In the process, I learned more about MySQL and character encodings schemes, so I thought I'd share it here in a blog post.
During the software deploy, we migrated a MySQL database to a new server. While QA testing we realized that we had an encoding issue with the data on the new server. I wasn't involved with the database migration so I can't speak to how it happened, but I was able to piece together what happened.
Our data is UTF-8 encoded and all our MySQL database tables are configured for UTF-8. When importing the data into the new database, the import process interpreted the data as latin1 and translated it to UTF-8 since it was storing the data in UTF-8 tables. Because the data was already UTF-8 encoded, it essentially got encoded twice as UTF-8.
Double Encoded Data
Let me explain more what I mean by double encoded UTF-8 data as well as some basic definitions.
Code Point: is a reference to the numerical value of a single character in an encoding scheme.
ASCII: is a 7 bit character encoding based on the English alphabet. There are only 128 characters (or code points).
Latin1: is a reference to MySQL latin1 which is Windows-1252 or CP-1252. This is an 8 bit character encoding which is a superset of ASCII expanded to include characters for other Western European languages. There are 256 characters and it's is backwards compatible with ASCII.
UTF-8: is a variable width character encoding which can represent every character in the Unicode character set. Each code points is represented in 1-6 bytes. It is backwards compatible with ASCII.
In our case, UTF-8 data was interpreted as latin1 data and translated to UTF-8 again. Since latin1 characters are fixed at one byte, each byte is translated individually without any consideration of subsequent bytes. (Note that if we were translating from UTF-8 to latin1, we would have to consider the context of subsequent bytes for multi-byte code points)
Looking that both encoding specifications for UTF-8 and latin1 (CP-1252), as well as running a few translation tests in MySQL, I learned the following:
- The ASCII subset (0x00 - 0x7F) of latin1 translates to the same encoding in UTF-8 (single byte code points).
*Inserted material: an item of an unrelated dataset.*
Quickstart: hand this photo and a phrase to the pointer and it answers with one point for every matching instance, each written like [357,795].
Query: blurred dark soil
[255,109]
- The non-ASCII subset (0x80 - 0xFF) of latin1 translates to multi-byte UTF-8 code points.
- All 255 latin1 code points map to unique UTF-8 code points, and translate back to the same latin1 code points
The first point is interesting, because if you deal with mostly English locales it's possible to have an encoding mismatch in your application but not discover it for a good amount of time. In fact, if all you dealt with is ASCII data, you would never expose the problem.
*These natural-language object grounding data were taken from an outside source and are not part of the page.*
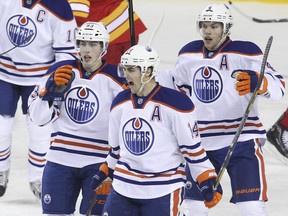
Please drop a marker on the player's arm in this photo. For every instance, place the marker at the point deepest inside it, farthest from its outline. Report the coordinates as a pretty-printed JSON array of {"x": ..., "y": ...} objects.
[
  {"x": 201, "y": 169},
  {"x": 40, "y": 112},
  {"x": 107, "y": 168}
]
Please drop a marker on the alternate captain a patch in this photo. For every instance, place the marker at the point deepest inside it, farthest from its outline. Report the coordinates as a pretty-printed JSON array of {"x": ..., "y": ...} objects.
[
  {"x": 207, "y": 84},
  {"x": 138, "y": 136}
]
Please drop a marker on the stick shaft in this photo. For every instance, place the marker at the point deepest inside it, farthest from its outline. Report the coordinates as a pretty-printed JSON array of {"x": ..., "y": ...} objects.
[{"x": 245, "y": 116}]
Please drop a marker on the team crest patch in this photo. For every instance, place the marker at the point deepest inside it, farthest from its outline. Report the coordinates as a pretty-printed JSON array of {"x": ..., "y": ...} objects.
[
  {"x": 207, "y": 84},
  {"x": 81, "y": 104},
  {"x": 21, "y": 30},
  {"x": 138, "y": 136}
]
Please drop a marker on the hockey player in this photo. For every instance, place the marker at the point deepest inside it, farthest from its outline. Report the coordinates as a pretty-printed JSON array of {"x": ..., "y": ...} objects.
[
  {"x": 41, "y": 33},
  {"x": 76, "y": 96},
  {"x": 152, "y": 133},
  {"x": 277, "y": 135},
  {"x": 114, "y": 14},
  {"x": 219, "y": 75}
]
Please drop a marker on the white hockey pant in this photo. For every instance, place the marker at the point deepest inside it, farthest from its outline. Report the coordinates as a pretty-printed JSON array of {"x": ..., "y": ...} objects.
[
  {"x": 6, "y": 125},
  {"x": 39, "y": 142},
  {"x": 195, "y": 208}
]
The last point indicates that the double UTF-8 encoding is a lossless translation. We should be able to run the data through a UTF-8 -> latin1 translation to recover the original data. Because of this, we were able to implement a stopgap solution without having to revert databases.
The stopgap solution was rather simple. We changed our application to set the MySQL ODBC connection from UTF-8 to latin1. This caused MySQL to perform a UTF-8 -> latin1 translation so the double encoded UTF-8 data became single encoded. The application continued to treat the data as UTF-8 so things worked mostly well with that fix.
Could we have left it like this? Not really. The database size was now bloated and there was obvious CPU overhead with having to encode/decode data with every database transaction. If these were the only side effects, it might have been tolerable to leave this setup as-is since fixing the data was not easy due to the volume of it. However, one big problem this presented was that text limited fields might get truncated since the double encoding bloat wasn't accounted for when the application wrote to the database. For example, an application which tried to store a 10 character Chinese string into a varchar(10) field would find the value truncated when it read it back. Since we didn't have likely cases for this to happen, it was acceptable as a stopgap, but unacceptable for anything longer. Therefore we needed to fix the data at the next maintenance window.
Fixing the Data
Fixing the data also turned out to be a simple solution. We performed a data migration to second MySQL database server with the export process configured to export to latin1. This caused MySQL to translate the double encoded UTF-8 data to single encoded UTF-8. The data was imported into the second server as UTF-8 data (correctly this time).